In [1]:
%pylab inline
import numpy as np
import pandas as pd
from sklearn.metrics.pairwise import pairwise_distances, cosine_similarity
from sklearn.cross_validation import KFold

Populating the interactive namespace from numpy and matplotlib


In [2]:
# Import input data
df_spend = pd.read_csv('C:\\notbackedup\\recommender\\IR\\20160724 sample 100k 3plus.txt', delimiter='|')

# make the rowindex to be the customer number
df_spend = df_spend.set_index('CUST_ID_SRC_CUST_NO')

# drop irrelevant columns 
df_spend.drop(['AGE_IN_YRS','GNDR_CD_SRC','A_SPEND_CLOTHING','A_SPEND_DIGITAL','A_SPEND_GROCERIES',
                   'A_SPEND_MUSIC','A_SPEND_TRANSPORT','A_SPEND_TRAVEL'], axis=1, inplace=True)

## create lists of column names
l_cols_merchants = df_spend.columns

n_merchants = len(df_spend.columns)

# binarize the spend frequencies
## Prepare data
# convert merchant counts to binary flags
def binarise(x):
    if x>0: return 1
    else: return 0
    
df_spend = df_spend.applymap(binarise)


In [None]:
df_spend.head()

## Implementation 

In [None]:
## Define helper function(s)

# function to return index of top N values from a Numpy array
def topindexes(a,N): return np.argsort(a)[::-1][:N] 


### Benchmarks

1. Recommend merchants at random
2. Recommend merchants in descending order of popularity

In [None]:
# define function that generates recommendations using random approach
def f_benchmark_random(ay_test):

    return np.random.rand(ay_test.shape[0],ay_test.shape[1]).astype(float)


In [None]:
# define function that generates recommendations using popularity approach
def f_benchmark_popularity(ay_train, ay_test):
    # create table with frequency count of each merchant in train dataset
    k_freq_merchants = ay_train.sum(axis=0)

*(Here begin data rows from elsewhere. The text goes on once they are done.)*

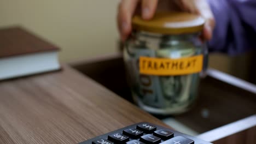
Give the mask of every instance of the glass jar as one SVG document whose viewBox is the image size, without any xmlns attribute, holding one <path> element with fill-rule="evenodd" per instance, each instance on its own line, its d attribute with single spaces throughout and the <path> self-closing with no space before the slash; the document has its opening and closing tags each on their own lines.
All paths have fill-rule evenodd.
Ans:
<svg viewBox="0 0 256 144">
<path fill-rule="evenodd" d="M 142 109 L 177 114 L 195 101 L 207 64 L 199 38 L 203 23 L 200 16 L 181 13 L 156 13 L 149 21 L 133 17 L 124 57 L 133 98 Z"/>
</svg>

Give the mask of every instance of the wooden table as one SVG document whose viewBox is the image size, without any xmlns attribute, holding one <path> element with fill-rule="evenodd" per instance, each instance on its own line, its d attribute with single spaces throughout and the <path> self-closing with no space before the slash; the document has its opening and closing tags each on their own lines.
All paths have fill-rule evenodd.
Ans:
<svg viewBox="0 0 256 144">
<path fill-rule="evenodd" d="M 167 127 L 66 65 L 0 82 L 1 144 L 77 143 L 142 121 Z"/>
</svg>

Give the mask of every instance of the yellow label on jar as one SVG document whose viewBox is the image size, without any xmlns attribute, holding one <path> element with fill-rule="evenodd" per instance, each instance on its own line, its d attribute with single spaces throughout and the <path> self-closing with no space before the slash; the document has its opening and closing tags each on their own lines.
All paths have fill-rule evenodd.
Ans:
<svg viewBox="0 0 256 144">
<path fill-rule="evenodd" d="M 142 74 L 170 76 L 190 74 L 202 69 L 202 55 L 178 59 L 139 57 L 139 73 Z"/>
</svg>

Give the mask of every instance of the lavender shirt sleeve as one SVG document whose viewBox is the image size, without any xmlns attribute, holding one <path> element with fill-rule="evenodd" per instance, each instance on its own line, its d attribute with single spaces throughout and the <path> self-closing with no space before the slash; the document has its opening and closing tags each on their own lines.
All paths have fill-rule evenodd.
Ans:
<svg viewBox="0 0 256 144">
<path fill-rule="evenodd" d="M 208 0 L 216 25 L 210 52 L 236 55 L 256 50 L 256 0 Z"/>
</svg>

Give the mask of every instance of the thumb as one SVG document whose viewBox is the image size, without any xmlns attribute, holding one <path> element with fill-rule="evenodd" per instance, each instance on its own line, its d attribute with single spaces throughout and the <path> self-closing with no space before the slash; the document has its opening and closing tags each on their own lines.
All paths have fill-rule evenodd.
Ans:
<svg viewBox="0 0 256 144">
<path fill-rule="evenodd" d="M 206 40 L 210 40 L 215 27 L 215 19 L 210 7 L 205 0 L 196 1 L 197 13 L 206 20 L 203 27 L 203 36 Z"/>
</svg>

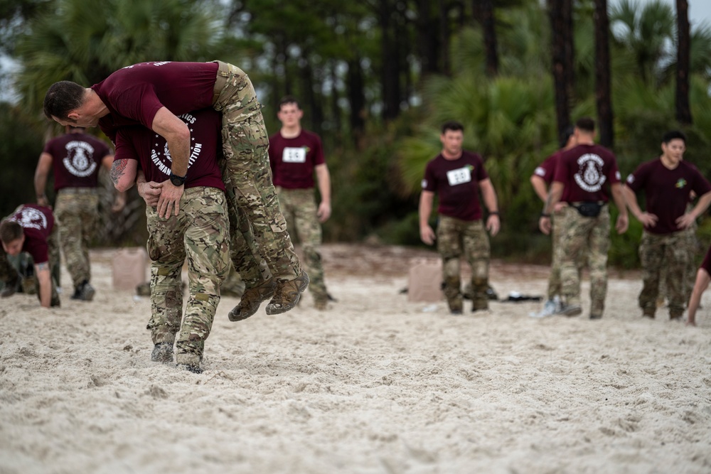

    # use frequencies as recommendations for each test data record
    recmatrix = np.tile(k_freq_merchants, ay_test.shape[0]).reshape(ay_test.shape[0],n_merchants)

    return recmatrix.astype(float)


In [None]:
#### # Run 5-fold x-validation for benchmarks and measure accuracy

# prepare empty lists to save results
l_results_benchmark_random = []
l_results_benchmark_popularity = []

# run 5-fold xvalidation and collate test statistics
k_fold = KFold(len(df_spend), 5, random_state = 1)

for k, (train, test) in enumerate(k_fold):
    print "Processing fold", k, "..."
    
    # convert dataframes to numpy arrays (for speed)
    ay_train = np.array(df_spend.iloc[train])
    ay_test = np.array(df_spend.iloc[test]) 

    # mask one randomly selected merchant from each record in test
    masklist = []
    for i in ay_test:
        indexnonzero = np.flatnonzero(i)
        # select one at random and add to a list of indices
        indexselect = np.random.choice(indexnonzero)
        masklist.append(indexselect)

    # mask those merchant entries with 0's
    ay_test = ay_test.copy()
    ay_test[range(ay_test.shape[0]),masklist]=0  

    ##### Benchmark: random #####
    # generate recommendations
    recmatrix = f_benchmark_random(ay_test)

    ## assess accuracy of benchmark recommendations
    # 1. drop recommendations for merchants they already shop at
    recmatrix[numpy.where(ay_test==1)]=np.nan

    # 2. In what % of cases is the masked merchant in the top 3 recommendations?
    top3recs = np.argsort(-recmatrix)[:,:3]   # select top 3 recs for each record
    n_correct_top3 = sum([masklist[i] in top3recs[i] for i in range(len(masklist))])
    prop_correct_top3 = np.true_divide(n_correct_top3, len(ay_test))
    l_results_benchmark_random.append(prop_correct_top3)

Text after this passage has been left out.